The Washington-led decision by NATO to bomb Gaddafi's Libya into submission over recent months, at an estimated cost to US taxpayers of at least $1 billion, has little if anything to do with what the Obama Administration claims was a mission to "protect innocent civilians." In reality it is part of a larger strategic assault by NATO and by the Pentagon in particular to entirely control China's economic achilles heel, namely China's strategic dependence on large volumes of imported crude oil and gas. Today China is the world's second largest importer of oil after the United States and the gap is rapidly closing.

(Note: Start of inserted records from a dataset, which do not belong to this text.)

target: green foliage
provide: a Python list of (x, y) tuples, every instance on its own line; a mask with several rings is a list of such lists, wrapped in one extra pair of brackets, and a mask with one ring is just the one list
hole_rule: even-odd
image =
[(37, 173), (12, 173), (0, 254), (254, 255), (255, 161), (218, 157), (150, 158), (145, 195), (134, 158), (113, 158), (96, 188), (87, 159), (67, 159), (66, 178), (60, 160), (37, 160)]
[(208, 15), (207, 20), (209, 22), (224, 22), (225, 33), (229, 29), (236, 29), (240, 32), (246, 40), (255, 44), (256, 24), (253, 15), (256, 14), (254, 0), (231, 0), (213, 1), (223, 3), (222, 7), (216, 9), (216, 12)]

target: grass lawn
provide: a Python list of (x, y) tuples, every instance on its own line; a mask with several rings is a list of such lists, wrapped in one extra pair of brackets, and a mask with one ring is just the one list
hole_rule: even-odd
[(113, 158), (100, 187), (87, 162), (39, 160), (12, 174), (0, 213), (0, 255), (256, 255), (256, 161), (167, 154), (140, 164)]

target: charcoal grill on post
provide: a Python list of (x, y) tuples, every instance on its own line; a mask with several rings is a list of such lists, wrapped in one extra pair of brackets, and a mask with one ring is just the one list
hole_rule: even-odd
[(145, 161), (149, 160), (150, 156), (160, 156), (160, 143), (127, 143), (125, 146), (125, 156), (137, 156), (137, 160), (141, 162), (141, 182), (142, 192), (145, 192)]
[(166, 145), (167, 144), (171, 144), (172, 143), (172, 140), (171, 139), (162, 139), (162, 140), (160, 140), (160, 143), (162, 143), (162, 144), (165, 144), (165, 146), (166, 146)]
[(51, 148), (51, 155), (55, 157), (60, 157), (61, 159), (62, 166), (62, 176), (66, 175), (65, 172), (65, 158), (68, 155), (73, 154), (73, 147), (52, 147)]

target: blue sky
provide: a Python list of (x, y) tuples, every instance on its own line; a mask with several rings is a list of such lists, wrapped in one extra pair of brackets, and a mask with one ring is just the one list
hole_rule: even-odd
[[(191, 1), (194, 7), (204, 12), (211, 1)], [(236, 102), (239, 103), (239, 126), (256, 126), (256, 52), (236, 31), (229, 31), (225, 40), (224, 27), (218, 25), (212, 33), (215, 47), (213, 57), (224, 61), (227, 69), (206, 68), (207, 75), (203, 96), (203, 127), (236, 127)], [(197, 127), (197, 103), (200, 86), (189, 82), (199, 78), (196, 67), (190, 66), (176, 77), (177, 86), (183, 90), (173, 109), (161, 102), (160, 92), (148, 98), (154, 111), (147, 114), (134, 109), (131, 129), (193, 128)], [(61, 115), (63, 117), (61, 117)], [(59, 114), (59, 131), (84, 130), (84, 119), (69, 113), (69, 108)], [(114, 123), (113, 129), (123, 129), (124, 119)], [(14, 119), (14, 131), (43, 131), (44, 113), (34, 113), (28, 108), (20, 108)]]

If we take a careful look at a map of Africa and also look at the African organization of the new Pentagon Africa Command—AFRICOM—the pattern that emerges is a careful strategy of controlling one of China's most strategically important oil and raw materials sources.

NATO's Libya campaign was and is all about oil. But not about simply controlling Libyan high-grade crude because the USA is nervous about reliable foreign supplies. It rather is about controlling China's free access to long-term oil imports from Africa and from the Middle East. In other words, it is about controlling China itself.

The aim of the US-led regime change in Libya as well as the entire Greater Middle East Project which lies behind the Arab Spring is to secure absolute control over the world's largest known oil fields to control future policies in especially countries like China. As then US Secretary of State Henry Kissinger is reported to have said during the 1970's when he was arguably more powerful than the President of the United States, "If you control the oil you control entire nations or groups of nations."